Je réussis à faire ce que je voulais. Elle tourne la tête et fiche ses yeux dans les miens. J'y lis toujours la même angoisse mais aussi une fascination sans limites.

- Pourquoi est-ce que j'aurais peur de toi ? Parce que tu as des oreilles pointues ? Des pupilles verticales ? Des ailes dans le dos ? Des cicatrices ?

En une seule phrase elle venait de citer quasiment toutes mes différences. Celles que l'on pouvait aisément remarquer.

- Les gens ne me voient pas de la même manière que toi. Ils voient en moi une créature bizarre, un humain transformé par les besoins fanatiques d'un scientifique de tester les limites de la science !

- Les gens voient en moi une petite bourgeoise avec les poches pleines de fric qui n'en a rien à siffler des pauvres. Dit-elle avec une moue dégoûtée.

- Je crois que l'on se doit des explications. Lâchais-je d'un coup.

- Je crois aussi. Je commence ?Demande-t-elle gentiment.

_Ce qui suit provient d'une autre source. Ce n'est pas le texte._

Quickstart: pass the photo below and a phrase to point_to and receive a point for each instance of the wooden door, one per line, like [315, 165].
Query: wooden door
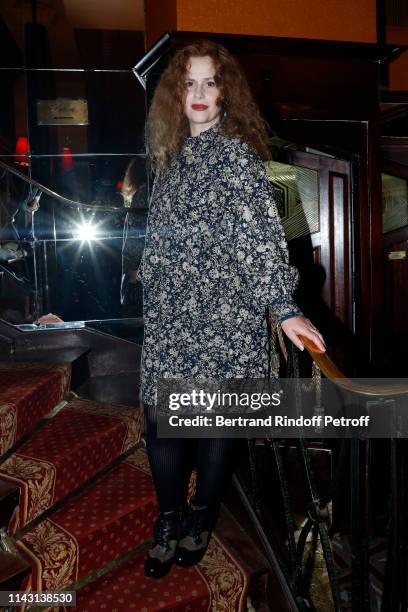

- D'accord. Dis-je soulagé.

- Je suis née dans une famille deriches entrepreneurs. Mes grands-parents paternels possédaient près de la moitié de la ville. Mon père et ma mère s'étaient trouvés lors d'un bal de charité. En quelques jours le mariage avait été arrangé. Lorsque je suis née, on a tout fait pour me faire devenir une véritable princesse. A mes neuf ans je me suis fait kidnapper pendant une semaine avant de pouvoir m'échapper par mes propres moyens. A mes quinze ans, j'ai été enlevée pendant un an par la même Organisation secrète du crime. Cette même organisation qui s'est mise en tête de faire de moi une espionne. S'ils m'avaient moi au plus près de ceux qui gèrent la ville, ils pouvaient en faire ce qu'ils voulaient. Ils m'ont formée à devenir une véritable tueuse. Le jour où j'ai vaincu le meilleur de tous, ils ont comprisque l'élève avait dépassé le maître. J'ai réalisé plusieurs missions pour eux. Mais le jour où j'ai reçu comme ordre d'assassiner une femme dans les quartiers mal-famés de cette ville, j'ai tout abandonné. Personne n'a jamais su ce qu'il s'était passé et mes parents se sont efforcés d'étouffer l'affaire. Aux yeux de l'Organisation j'ai totalement disparu. J'ai fait courir le bruit de mon décès, enfin celle que j'étais pour eux.
Ils m'ont retrouvée l'année dernière, s'étant doutés qu'une simple femme ne pouvait pas m'avoir tuée. Par deux fois ils m'ont piégée. Les deux fois, ils étaient quatre, et à chaque fois, il y en avait au moins un qui ne se relevait pas. Mais j'étais dans un sale état. Et puis tu es arrivé et pour éviter que tu ne découvres cela par toi même, j'ai arrêté. Jusqu'à ce soir.